Since 2010, the police budget has been cut significantly and officer numbers have fallen in England and Wales.
The most recent data shows the CPS prosecuted a record number of hate crimes: 15,442 in 2015/16. But in the same year, the number of hate crime cases police were referring to the CPS for charging decisions fell by around 9%.
Kempton said this fall was partly due to there being “fewer and fewer police officers catching the bad guys”.
Kempton said he favoured the CPS’s commitment but more resources were needed.
But he said there was a wide spectrum of alleged online hate crime that ranged in seriousness and not all of merits police attention.
Kempton, who worked on the case of a 15-year-old girl who killed herself after suffering online bullying, added: ”[Online hate crime] can be incredibly impacting but the other end of that scale is, it can be fickle and petty and something that the police should go nowhere near.”
Sue Mountstevens, the independent police and crime commissioner for Avon & Somerset, also highlighted the need for more money in police budget.
She was responding to the Secret Barrister, the Twitter persona of an anonymous lawyer, who said police budgets would need to rise but predicted they wouldn’t.
Secret Barrister told HuffPost UK: “Police budgets won’t be increased because there’s not the money to do so and any spare money will find itself diverted to terrorism and serious organised crime.
“If neither police nor CPS are properly funded, that is of itself not a bar to pursuing more prosecutions, but something will have to give.
“Swingeing cuts to the CPS since 2010 have meant that fewer cases are prosecuted each year, and those that are prosecuted are rarely properly so. Basic evidence is not gathered or served and cases collapse at court.
“A CPS drive to prosecute more of one type of crime will simply mean more crime prosecuted less effectively.”

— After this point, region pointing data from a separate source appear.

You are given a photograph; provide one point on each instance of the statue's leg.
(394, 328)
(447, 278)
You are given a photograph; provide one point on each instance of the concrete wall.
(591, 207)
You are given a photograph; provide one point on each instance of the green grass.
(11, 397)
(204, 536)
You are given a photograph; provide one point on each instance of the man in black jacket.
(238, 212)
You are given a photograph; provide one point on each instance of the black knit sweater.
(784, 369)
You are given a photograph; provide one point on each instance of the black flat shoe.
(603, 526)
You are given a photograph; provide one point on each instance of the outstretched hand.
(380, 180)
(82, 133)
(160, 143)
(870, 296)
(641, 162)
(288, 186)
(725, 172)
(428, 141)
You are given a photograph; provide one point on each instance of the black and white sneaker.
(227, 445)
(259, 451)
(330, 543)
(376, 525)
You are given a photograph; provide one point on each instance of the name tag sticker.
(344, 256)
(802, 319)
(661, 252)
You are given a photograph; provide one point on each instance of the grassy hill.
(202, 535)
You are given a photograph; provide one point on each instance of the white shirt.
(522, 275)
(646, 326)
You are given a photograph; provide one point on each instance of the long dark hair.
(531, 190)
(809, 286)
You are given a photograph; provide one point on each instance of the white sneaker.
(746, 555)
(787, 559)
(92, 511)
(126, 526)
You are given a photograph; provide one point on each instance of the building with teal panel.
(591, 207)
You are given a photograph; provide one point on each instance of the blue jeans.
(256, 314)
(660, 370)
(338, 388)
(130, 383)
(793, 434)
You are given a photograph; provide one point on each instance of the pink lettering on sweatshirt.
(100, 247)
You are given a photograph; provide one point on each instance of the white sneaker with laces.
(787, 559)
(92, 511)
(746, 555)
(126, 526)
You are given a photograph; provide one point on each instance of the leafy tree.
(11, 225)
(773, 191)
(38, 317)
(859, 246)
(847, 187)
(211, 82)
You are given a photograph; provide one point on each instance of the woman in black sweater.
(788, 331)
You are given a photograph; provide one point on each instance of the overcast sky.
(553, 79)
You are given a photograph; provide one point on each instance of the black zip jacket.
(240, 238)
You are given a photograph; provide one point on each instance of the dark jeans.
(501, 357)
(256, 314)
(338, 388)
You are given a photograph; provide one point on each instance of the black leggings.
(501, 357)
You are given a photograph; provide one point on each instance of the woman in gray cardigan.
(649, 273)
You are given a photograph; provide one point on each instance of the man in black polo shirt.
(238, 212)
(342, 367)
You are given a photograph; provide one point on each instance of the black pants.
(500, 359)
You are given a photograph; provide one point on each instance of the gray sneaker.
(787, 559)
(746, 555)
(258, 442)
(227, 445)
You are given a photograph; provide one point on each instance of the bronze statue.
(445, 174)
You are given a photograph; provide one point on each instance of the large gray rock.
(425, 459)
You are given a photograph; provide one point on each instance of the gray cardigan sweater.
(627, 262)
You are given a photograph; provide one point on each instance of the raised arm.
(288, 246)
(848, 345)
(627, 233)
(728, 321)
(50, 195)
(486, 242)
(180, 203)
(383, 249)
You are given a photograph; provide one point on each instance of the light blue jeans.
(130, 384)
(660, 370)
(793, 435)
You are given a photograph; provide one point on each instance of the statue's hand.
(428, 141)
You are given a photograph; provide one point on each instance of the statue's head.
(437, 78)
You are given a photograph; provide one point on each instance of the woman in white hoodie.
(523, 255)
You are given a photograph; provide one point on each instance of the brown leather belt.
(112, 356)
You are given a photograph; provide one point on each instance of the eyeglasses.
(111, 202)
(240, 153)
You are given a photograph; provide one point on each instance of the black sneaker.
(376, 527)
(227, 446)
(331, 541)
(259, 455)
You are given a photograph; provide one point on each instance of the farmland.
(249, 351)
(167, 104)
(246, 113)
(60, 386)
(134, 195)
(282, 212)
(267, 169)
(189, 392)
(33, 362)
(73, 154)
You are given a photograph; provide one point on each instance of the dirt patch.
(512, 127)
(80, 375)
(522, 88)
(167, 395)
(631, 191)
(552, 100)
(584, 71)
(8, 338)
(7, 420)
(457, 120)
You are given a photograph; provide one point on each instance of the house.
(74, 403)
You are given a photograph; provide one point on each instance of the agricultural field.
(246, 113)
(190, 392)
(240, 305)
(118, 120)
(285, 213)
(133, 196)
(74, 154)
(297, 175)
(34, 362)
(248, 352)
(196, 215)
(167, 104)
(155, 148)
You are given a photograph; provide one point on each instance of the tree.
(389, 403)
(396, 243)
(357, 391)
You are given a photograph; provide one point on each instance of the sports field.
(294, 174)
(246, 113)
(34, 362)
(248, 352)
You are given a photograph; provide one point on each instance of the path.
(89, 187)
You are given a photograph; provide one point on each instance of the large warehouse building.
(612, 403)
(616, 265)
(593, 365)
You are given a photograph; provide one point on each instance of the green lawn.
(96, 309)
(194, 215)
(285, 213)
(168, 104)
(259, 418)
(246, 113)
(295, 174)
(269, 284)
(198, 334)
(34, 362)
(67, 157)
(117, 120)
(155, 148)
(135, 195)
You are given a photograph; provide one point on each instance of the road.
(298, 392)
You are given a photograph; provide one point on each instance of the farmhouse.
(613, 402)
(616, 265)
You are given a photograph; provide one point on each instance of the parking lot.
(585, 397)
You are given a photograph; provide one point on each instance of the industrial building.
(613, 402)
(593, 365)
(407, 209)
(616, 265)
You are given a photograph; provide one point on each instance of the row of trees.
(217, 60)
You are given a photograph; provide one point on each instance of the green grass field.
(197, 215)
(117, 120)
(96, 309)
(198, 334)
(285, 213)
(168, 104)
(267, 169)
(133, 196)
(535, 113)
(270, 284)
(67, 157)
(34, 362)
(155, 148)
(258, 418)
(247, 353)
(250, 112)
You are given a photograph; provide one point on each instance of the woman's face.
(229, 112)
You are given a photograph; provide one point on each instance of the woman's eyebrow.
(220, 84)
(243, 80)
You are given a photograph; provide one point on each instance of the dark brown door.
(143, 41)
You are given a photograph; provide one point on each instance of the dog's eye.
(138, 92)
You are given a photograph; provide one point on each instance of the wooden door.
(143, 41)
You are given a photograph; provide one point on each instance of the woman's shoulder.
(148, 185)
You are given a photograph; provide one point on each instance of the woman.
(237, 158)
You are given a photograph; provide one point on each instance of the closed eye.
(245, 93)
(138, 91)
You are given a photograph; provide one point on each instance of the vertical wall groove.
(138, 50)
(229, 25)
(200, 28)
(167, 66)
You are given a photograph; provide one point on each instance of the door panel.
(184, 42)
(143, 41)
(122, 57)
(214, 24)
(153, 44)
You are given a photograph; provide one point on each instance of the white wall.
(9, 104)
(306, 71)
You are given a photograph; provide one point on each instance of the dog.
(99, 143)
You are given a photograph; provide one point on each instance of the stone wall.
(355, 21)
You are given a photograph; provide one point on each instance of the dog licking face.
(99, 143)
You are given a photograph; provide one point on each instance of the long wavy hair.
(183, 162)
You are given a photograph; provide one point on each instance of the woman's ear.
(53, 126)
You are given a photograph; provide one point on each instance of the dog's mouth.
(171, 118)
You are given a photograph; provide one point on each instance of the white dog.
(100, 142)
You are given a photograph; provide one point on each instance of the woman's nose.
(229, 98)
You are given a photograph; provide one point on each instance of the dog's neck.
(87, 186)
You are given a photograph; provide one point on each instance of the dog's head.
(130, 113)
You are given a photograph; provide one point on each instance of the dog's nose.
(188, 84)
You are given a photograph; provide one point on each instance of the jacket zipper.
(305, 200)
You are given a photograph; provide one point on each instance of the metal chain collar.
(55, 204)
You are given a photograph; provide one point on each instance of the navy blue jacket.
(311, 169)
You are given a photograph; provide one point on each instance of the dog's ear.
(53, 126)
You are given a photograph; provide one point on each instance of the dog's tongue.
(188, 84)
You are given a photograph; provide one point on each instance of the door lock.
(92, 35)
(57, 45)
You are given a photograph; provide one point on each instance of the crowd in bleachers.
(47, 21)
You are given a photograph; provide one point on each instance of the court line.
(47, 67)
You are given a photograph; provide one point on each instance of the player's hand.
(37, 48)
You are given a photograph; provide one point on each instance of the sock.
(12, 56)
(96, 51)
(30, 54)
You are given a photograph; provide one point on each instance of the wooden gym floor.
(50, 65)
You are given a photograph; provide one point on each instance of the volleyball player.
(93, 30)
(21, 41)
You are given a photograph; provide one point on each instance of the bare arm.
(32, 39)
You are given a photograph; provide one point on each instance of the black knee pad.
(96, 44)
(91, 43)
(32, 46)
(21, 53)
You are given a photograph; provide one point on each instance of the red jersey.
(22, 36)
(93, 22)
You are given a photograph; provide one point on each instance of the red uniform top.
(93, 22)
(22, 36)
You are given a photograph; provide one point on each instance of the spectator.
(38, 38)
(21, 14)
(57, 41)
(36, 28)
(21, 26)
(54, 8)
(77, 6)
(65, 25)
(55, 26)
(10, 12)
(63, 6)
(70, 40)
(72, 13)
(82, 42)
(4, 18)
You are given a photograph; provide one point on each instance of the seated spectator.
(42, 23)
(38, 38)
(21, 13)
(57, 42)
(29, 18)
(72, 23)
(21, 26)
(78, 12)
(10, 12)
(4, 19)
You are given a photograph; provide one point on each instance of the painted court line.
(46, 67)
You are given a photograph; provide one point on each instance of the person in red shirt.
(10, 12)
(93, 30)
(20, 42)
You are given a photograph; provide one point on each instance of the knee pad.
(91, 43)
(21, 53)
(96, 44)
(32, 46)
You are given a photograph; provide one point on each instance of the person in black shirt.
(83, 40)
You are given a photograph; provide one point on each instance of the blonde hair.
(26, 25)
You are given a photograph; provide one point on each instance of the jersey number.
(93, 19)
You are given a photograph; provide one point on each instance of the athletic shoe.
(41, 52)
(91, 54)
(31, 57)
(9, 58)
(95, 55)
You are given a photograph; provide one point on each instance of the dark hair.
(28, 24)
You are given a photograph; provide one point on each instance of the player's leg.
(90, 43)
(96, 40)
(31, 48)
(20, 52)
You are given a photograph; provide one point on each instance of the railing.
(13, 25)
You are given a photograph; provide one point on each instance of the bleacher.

Director of Public Prosecutions Alison Saunders told Channel 4 News that the new CPS guidance was “clear about when we will prosecute, which helps police colleagues”.
When asked why online hate crime and in-person hate crime should be treated with parity given a threat in person was more immediate, she said: “People don’t necessarily know that. Victims will very clearly tell you that they feel in fear of their lives from online threats.
“There should be no difference in our response, whether it’s online or offline. Charges and sentence may be different, but there should be no difference in the way we take that into account.”